This is an informal fallacy whereby an opponent attempts to undermine your argument by arguing that you are a hypocrite. It could be viewed as a poisoning the well or a straw man. In the former case, in essence, by alienating the listener to you personally by claiming you are guilty of hypocrisy, the opponent hopes to shift the focus of attention away from the argument to your credibility. Of course, it's a fallacy because hypocrisy requires that you must currently be engaged in said action, belief, activity, etc, or that there isn't a false equivalency between what you do and say because of subtle but important differences. The straw man might come into play if your opponent misrepresents your position by conflating your past position for your current one.
But the best fit for the name of this fallacy is called the whataboutism a subspecies of tu quoque. From WP:
Whataboutism, also known as whataboutery, is a variant of the tu quoque logical fallacy that attempts to discredit an opponent's position by charging them with hypocrisy without directly refuting or disproving their argument.
The classic example listed by the article is that of Soviet apologists who in defense of their regime's human rights violations would attack the US on the basis of historical slavery and Jim crow and point out that African-Americans in the US are currently still disproportionately poor and disadvantaged in many ways. Note that the history is irrelevant to the US indictment of Soviet abuses of human rights, and that despite the inequity in US society between black and whites statistically speaking, it is a brazen false equivalence with Soviet oppression of the individual.

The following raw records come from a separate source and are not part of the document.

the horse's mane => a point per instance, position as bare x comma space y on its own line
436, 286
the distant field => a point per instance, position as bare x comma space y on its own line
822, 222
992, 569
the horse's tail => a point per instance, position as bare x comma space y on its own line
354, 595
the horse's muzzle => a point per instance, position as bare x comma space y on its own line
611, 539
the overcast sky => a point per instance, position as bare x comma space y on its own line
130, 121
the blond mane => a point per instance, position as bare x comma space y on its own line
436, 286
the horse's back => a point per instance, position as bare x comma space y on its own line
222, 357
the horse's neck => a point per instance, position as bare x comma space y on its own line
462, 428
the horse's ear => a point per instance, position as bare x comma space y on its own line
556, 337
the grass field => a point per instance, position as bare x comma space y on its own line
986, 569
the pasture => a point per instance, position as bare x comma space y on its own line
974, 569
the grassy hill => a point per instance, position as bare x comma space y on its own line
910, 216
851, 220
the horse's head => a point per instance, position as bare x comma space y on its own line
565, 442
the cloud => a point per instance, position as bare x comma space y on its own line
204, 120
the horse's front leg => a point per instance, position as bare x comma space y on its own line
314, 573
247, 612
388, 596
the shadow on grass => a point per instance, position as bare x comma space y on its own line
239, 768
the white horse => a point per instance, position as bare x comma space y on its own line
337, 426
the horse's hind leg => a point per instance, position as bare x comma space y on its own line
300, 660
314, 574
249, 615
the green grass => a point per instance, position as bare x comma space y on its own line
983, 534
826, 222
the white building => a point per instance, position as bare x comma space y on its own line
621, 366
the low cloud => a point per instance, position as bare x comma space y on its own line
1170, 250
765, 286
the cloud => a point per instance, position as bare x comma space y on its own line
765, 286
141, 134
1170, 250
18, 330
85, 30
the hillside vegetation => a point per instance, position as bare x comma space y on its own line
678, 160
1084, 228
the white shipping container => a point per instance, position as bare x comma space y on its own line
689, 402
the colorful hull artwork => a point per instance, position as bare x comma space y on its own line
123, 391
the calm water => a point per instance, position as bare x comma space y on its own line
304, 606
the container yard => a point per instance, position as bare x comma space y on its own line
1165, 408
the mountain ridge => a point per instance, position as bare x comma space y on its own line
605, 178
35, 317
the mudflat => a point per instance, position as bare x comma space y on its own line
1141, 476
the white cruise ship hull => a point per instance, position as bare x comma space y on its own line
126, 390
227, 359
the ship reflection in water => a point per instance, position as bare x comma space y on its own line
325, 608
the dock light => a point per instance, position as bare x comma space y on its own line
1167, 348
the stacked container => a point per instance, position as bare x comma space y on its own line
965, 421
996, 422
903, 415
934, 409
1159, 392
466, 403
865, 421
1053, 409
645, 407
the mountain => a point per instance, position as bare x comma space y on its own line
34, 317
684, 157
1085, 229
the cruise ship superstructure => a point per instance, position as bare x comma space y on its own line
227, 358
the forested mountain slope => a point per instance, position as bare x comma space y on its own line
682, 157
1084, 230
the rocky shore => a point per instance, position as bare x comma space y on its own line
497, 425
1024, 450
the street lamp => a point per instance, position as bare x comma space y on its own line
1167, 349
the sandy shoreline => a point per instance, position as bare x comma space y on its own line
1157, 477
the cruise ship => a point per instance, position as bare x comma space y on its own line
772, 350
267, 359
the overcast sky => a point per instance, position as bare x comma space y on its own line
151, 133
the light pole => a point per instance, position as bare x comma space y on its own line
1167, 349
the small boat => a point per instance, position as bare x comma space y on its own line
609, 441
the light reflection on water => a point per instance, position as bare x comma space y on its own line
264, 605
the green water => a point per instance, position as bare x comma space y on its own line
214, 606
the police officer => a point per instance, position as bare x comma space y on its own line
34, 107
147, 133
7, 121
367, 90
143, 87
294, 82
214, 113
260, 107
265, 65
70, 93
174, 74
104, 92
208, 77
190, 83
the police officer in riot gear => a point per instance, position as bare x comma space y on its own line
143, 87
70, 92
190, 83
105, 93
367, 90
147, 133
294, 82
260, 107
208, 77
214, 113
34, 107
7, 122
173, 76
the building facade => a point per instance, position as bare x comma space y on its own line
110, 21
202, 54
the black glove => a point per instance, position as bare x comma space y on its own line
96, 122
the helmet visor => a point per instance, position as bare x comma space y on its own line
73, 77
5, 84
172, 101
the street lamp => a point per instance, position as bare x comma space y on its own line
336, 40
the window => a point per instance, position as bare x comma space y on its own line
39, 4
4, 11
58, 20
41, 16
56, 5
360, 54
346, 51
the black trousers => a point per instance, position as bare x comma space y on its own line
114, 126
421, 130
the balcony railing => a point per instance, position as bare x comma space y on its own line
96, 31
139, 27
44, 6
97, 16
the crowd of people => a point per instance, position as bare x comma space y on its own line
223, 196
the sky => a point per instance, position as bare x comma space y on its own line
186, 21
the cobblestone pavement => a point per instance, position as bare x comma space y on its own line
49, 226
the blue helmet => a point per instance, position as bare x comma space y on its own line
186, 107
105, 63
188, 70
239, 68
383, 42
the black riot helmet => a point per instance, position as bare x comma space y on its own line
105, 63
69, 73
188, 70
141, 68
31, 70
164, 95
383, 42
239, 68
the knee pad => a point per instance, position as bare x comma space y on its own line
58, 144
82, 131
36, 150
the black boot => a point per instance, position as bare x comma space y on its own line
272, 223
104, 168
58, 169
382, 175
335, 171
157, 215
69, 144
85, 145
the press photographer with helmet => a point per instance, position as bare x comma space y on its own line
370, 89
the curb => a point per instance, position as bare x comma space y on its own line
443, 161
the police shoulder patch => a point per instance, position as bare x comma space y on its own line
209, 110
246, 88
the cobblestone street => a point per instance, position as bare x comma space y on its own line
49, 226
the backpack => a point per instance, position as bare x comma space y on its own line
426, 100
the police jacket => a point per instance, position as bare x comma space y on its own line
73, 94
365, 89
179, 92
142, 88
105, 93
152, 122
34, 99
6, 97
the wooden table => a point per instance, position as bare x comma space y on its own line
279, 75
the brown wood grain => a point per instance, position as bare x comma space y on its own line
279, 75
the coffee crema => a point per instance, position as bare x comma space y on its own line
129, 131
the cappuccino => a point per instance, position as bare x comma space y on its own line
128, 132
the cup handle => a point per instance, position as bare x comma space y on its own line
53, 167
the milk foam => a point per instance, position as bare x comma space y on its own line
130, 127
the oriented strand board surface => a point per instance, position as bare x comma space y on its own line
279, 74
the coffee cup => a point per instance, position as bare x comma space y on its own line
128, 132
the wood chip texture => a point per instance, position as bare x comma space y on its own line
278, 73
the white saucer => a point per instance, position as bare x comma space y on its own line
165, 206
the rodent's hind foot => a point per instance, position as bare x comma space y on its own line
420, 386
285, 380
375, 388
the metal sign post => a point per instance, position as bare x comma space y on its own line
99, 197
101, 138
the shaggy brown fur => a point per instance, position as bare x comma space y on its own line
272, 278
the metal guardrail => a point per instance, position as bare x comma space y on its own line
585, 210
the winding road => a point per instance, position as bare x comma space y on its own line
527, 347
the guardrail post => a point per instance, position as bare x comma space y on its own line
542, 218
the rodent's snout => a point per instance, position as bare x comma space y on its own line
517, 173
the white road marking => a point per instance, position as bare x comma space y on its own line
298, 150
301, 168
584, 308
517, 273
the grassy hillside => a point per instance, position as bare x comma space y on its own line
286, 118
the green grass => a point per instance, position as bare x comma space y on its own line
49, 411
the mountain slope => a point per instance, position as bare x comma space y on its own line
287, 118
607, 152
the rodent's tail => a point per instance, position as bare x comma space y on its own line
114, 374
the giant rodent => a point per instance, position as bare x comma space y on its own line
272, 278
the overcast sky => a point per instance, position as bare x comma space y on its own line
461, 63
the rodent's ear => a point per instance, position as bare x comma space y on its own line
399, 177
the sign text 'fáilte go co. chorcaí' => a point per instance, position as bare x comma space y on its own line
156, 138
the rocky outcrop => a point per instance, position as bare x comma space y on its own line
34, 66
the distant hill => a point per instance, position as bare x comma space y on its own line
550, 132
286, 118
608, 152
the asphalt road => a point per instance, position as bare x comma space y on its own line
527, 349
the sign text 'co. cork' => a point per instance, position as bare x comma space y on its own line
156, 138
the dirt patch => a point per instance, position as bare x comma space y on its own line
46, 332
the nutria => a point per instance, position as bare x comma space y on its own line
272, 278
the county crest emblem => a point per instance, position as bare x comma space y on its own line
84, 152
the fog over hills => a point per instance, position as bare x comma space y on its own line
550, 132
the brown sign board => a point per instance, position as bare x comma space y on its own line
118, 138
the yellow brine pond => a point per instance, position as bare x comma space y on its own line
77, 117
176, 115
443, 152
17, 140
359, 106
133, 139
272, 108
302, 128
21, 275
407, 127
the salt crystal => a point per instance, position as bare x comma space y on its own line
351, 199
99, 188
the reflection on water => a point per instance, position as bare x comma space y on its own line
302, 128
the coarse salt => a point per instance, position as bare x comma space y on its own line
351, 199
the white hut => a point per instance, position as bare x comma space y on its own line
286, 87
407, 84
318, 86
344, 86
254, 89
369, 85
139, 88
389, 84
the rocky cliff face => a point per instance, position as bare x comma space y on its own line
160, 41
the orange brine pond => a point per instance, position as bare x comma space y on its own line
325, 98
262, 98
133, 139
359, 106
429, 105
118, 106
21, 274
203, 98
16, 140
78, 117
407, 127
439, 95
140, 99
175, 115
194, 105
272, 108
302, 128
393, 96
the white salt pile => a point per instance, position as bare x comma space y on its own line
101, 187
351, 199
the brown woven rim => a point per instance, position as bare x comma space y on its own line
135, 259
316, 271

Political repression in the former Soviet Union was fundamentally different than the systemic racism in the US in several important ways.
Let's do a quick example of bad reasoning drawn from the historical origins of whataboutism, in response to US criticism of human rights abuse, the argument may be made:
P1 The US has in the past engaged in slavery, and therefore is hypocritical.
P2 Anyone who engages in such hypocrisy regarding civil rights has no valid point in regards to our treatement of our citizens.
C Any and all criticisms therefore of our treatment from the US are not cogent.